There are times I catch myself trying to please my wife, Alice, by showing her what a wonderful guy I am. Well, not exactly to please her, but rather, having her being pleased with me. I might try to hide from her some weakness or uncertainty, a dumb mistake I made, or a stupid thing I’ve said. Or I try to make an obvious show of how intelligent, creative, kind, or generous I am. I want her to admire me, respect me. Her approval is very important to me. I well know the things I need to do in order to get her approval.
I know I’m not alone in this. No one wants to have their shortcomings revealed on billboards for everyone to see, especially not by those whose love we cherish and whose respect we value. We all want to be admired by our mate, and many of us will do all sorts of things to earn Brownie points, receive praise, and get an approving pat on the head from her. Taken to an extreme though, this can lead to hiding who we really are from our partner, building up a false identity, and playing a role that just is not who we really are. It’s manipulative, it’s dishonest… but it’s a hard habit to change. Even though I know this, I still find myself doing it.
Why do we go to these lengths to promote a false image of ourselves? It may have to do with the fear of losing our mate. We think that if we build ourselves up in her eyes or make ourselves indispensable, she will be dependent on us and never leave.
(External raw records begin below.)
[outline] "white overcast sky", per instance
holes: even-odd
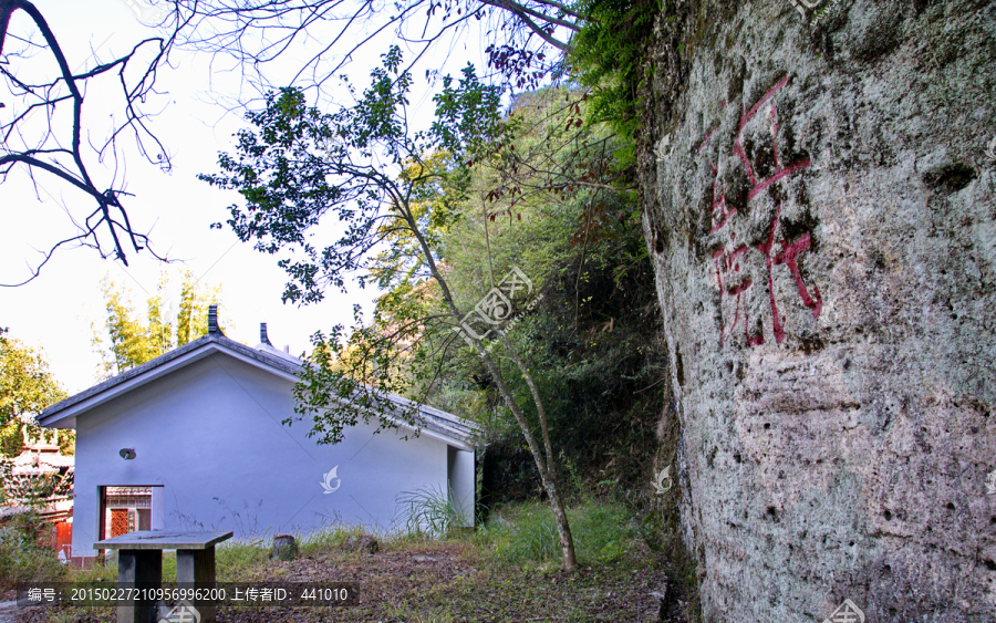
[[[133,10],[145,6],[144,0],[34,1],[62,42],[73,69],[86,62],[85,66],[93,65],[92,49],[97,58],[106,60],[152,32]],[[15,19],[24,23],[25,17]],[[473,49],[460,50],[446,71],[456,74],[468,59],[479,60],[480,48],[475,41]],[[226,206],[239,197],[210,188],[196,174],[217,172],[217,153],[232,150],[231,134],[245,124],[239,116],[226,115],[209,102],[212,89],[220,92],[227,89],[226,83],[231,83],[228,75],[217,72],[219,65],[212,68],[207,56],[194,54],[176,54],[174,64],[160,74],[159,89],[168,95],[151,102],[148,108],[162,111],[153,128],[173,155],[174,169],[164,174],[134,157],[134,150],[128,154],[124,163],[127,191],[134,194],[126,198],[128,216],[137,230],[149,232],[160,255],[183,260],[166,270],[189,269],[205,283],[222,285],[222,323],[229,326],[228,336],[255,345],[259,342],[259,323],[267,322],[276,346],[289,345],[292,353],[301,353],[308,349],[314,331],[328,330],[339,322],[349,324],[352,305],[361,303],[369,309],[375,292],[353,289],[346,297],[330,290],[320,304],[284,305],[280,294],[286,279],[283,270],[276,266],[277,257],[238,242],[227,225],[220,230],[209,229],[210,224],[226,220]],[[365,75],[366,70],[357,72],[354,82],[364,85]],[[105,93],[116,95],[110,89],[89,92],[84,107],[84,117],[94,123],[94,142],[105,136],[102,120],[114,111],[101,100]],[[4,96],[6,92],[0,91],[0,98]],[[416,96],[413,102],[422,104],[421,114],[432,113],[427,97]],[[92,153],[87,163],[101,180],[97,184],[108,185],[113,169],[100,165]],[[11,175],[8,183],[0,185],[0,283],[24,279],[28,264],[39,262],[39,251],[61,239],[60,232],[71,231],[63,206],[77,215],[93,209],[92,203],[79,193],[42,176],[37,178],[40,201],[27,179],[24,175]],[[120,261],[101,259],[92,249],[63,249],[34,281],[0,288],[0,326],[9,328],[10,336],[42,347],[55,377],[71,394],[96,380],[98,356],[92,346],[91,324],[102,325],[105,318],[100,290],[104,274],[127,285],[138,309],[144,309],[145,299],[155,292],[164,269],[160,262],[146,252],[131,252],[128,261],[131,266],[126,268]]]

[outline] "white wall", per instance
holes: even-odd
[[[164,529],[236,537],[304,532],[336,520],[390,531],[403,527],[400,492],[446,490],[445,443],[425,434],[407,442],[402,432],[373,435],[372,420],[347,429],[342,444],[319,446],[307,437],[309,422],[281,424],[293,413],[292,386],[215,353],[79,416],[73,554],[92,555],[98,486],[162,485]],[[122,459],[122,448],[135,448],[136,458]],[[458,454],[471,457],[473,497],[473,454]],[[335,466],[341,485],[325,494],[323,475]]]
[[[464,513],[463,525],[474,527],[474,453],[448,448],[449,494],[454,506]]]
Or it may have to do with needing her approval in order to validate our values and feel good about ourselves. Or it may be that we simply want to see ourselves as strong and knowledgeable… actually, infallible.
No matter what the cause, our efforts to create and maintain a “good boy” image in our partner’s eyes keep us in the position of a child, forever seeking mommy’s praise and chasing her approval. Being a good boy takes a lot of work. We have to constantly monitor what we reveal, what we need to hide. Our focus is on her, what we can say or do to please her. If both partners play this game, the relationship becomes theater, with both partners actors playing roles that are distinct from who they really are.
Much better to be you. Aim to be kind, to be smart, and to be proficient for your own sake, because kindness, intelligence, and proficiency are good qualities to possess. The momentary ego flattery you’ll receive when you curry your partner’s approval is like an addiction. Shortly after you get a dose of your partner’s approval, you’ll need another, then another.